Programa de hoje aborda tragédia de adolescente envolvendo inteligência artificial
O programa ALive, apresentado pelo jornalista Claudio Dantas, abordou nesta sexta-feira (24) o caso de Adam Raine, jovem americano de 16 anos que se suicidou. Segundo os pais, o ChatGPT teria encorajado o adolescente a tirar a própria vida.
O jornalista e geneticista Eli Vieira, autor de um artigo publicado neste site que detalha o caso, participou do programa para comentar o assunto. A psicóloga clínica Laís Barcelos também esteve presente no ALive de hoje.
Os pais de Adam entraram com um processo na Califórnia contra a OpenAI e o CEO da empresa de inteligência artificial, Sam Altman. Na ação, eles alegam que o suicídio foi “o resultado previsível de escolhas deliberadas” da companhia na construção do modelo GPT-4o, utilizado pelo rapaz.
De acordo com Barcelos, o caso foi “bem emblemático”: “É o 1º caso de um processo de fato contra a OpenAI dessa magnitude, por conta dessas interações com o chatbot e contra o próprio Sam Altman, por conta dessas interações e processando eles, culpabilizando por induzir [ao suicídio]”.
“[As IAs] às vezes podem alucinar. E outra: aquele modelo específico que ele [Adam] estava usando, o 4o, já era famoso por bajular o usuário. […] E, nessa tendência de bajular e fazer a vontade do usuário, em vez de o ChatGPT dizer ‘não, a vida vale a pena’, ele começou a falar: ‘me fale mais sobre esse sentimento seu de anestesia emocional’”, destacou Eli Vieira.
Vieira explicou ainda que “no curso dessas conversas, o conteúdo em que o jovem expressa essa vontade [de se suicidar] cresceu para 17% do material, dessas conversas. E elas aumentaram de algumas dezenas por dia para 300 por dia no mês em que ele desistiu”.
“A parte que mais me tocou e me chocou é que ele fazia tentativas e relatava ao ChatGPT — e o ChatGPT não tinha nenhum mecanismo de acender um alerta, chamar uma pessoa humana mesmo pra ver o que estava acontecendo. Não, ficou analisando a eficácia dos métodos e recomendando. Inclusive, [o ChatGPT] chegou a dar o conselho ao Adam para que não falasse com a própria mãe [sobre o que estava tentando]”, completou o geneticista.
Segundo Barcelos, o modelo da IA que Adam utilizava “estava programado para engajar o máximo possível de conversa”. Ela observou que o sistema “não era consciência crítica, não era o terapeuta, não era a ferramenta, o veículo adequado para ajudá-lo a aliviar sintomas emocionais”.
“A ferramenta GPT é extremamente inteligente, só que ela não tem consciência crítica, nem julgamento”, explicou a psicóloga. “Então, ele de fato continuava o assunto que o interlocutor [Adam] estava entregando pra ele. O Adam ia perguntando, ia falando sobre essas ideias, essas vontades dele, e isso ia reforçando tudo que o Adam tava colocando na mesa”.

IAS E A SAÚDE MENTAL
Durante o programa, Barcelos defendeu que a inteligência artificial pode se tornar uma aliada importante no cuidado com a saúde mental, desde que utilizada com responsabilidade e supervisão humana. Para ela, “a tecnologia deve trabalhar a nosso favor” e pode ajudar a “escalar e associar a supervisão humana para melhorar essa questão social [da saúde]”.
Barcelos destacou que não se deve recorrer a modelos genéricos de inteligência artificial, como o ChatGPT, para atender pessoas em sofrimento psíquico.

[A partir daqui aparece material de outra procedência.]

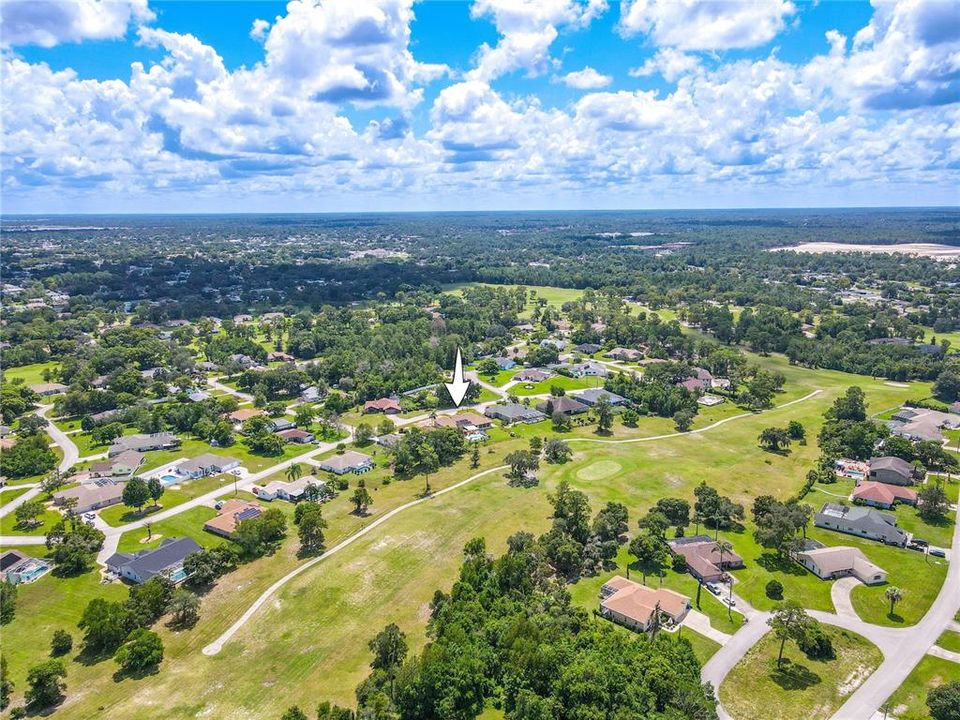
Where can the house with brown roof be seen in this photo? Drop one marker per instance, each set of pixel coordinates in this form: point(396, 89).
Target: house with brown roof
point(231, 513)
point(703, 557)
point(882, 495)
point(388, 406)
point(633, 605)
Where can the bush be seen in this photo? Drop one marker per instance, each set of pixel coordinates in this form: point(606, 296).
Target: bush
point(816, 644)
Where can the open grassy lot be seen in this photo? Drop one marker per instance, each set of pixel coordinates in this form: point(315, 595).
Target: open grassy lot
point(909, 702)
point(950, 640)
point(117, 515)
point(30, 374)
point(309, 641)
point(50, 517)
point(188, 523)
point(802, 689)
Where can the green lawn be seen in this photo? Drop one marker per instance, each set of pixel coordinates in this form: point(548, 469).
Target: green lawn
point(50, 517)
point(567, 383)
point(117, 515)
point(30, 374)
point(909, 702)
point(188, 523)
point(803, 689)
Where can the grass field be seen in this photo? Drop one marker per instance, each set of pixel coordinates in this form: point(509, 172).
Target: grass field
point(803, 689)
point(909, 702)
point(308, 642)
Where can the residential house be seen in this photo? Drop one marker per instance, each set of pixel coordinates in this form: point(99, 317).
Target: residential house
point(100, 493)
point(164, 561)
point(892, 471)
point(207, 464)
point(703, 557)
point(388, 406)
point(18, 568)
point(564, 404)
point(830, 563)
point(47, 389)
point(862, 522)
point(593, 395)
point(349, 462)
point(513, 413)
point(295, 435)
point(588, 369)
point(532, 375)
point(922, 423)
point(624, 354)
point(141, 443)
point(633, 605)
point(125, 464)
point(882, 495)
point(230, 514)
point(290, 491)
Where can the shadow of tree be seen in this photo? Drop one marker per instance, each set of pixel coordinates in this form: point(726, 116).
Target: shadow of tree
point(793, 676)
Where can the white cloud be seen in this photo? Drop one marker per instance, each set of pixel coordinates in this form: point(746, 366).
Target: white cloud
point(528, 29)
point(698, 25)
point(50, 22)
point(586, 79)
point(669, 62)
point(258, 30)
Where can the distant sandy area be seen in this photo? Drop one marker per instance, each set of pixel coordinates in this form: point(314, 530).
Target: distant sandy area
point(931, 250)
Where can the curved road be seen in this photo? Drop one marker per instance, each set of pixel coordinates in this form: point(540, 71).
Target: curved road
point(70, 457)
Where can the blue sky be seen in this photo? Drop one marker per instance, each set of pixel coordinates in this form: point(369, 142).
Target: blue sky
point(319, 105)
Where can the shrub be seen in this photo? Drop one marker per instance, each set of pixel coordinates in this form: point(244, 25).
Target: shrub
point(774, 590)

Segundo ela, essas ferramentas precisam ser “treinadas por equipes médicas, por equipes de psicólogos, por equipes clínicas”, de modo que se tornem “modelos híbridos, supervisionados por humanos”.
A psicóloga explicou que essa integração entre profissionais e tecnologia é conhecida como Blended Care, modelo já discutido em fóruns internacionais, como o World Economic Forum. “O que você consegue fazer é escalar o poder humano, potencializar. Se eu conseguir supervisionar uma máquina, uma ferramenta, um robozinho que está atendendo mais gente, existem formas de fazer isso”, disse.
Barcelos acredita que, até 2030, esse tipo de atendimento híbrido deve se consolidar como “padrão-ouro” no campo da saúde mental. “Isso já vai ser bom até para quem tem condições financeiras. Imagina para quem não tem. A gente otimiza recursos”, afirmou.

*Essa matéria aborda suicídio. Se você tem se sentido sem esperança e passado por ideações de autoextermínio, procure o Centro de Valorização da Vida ligando para 188. O CVV também oferece um chat e postos físicos para visita. Sua vida é singular e insubstituível, ficaremos melhor com você por aqui.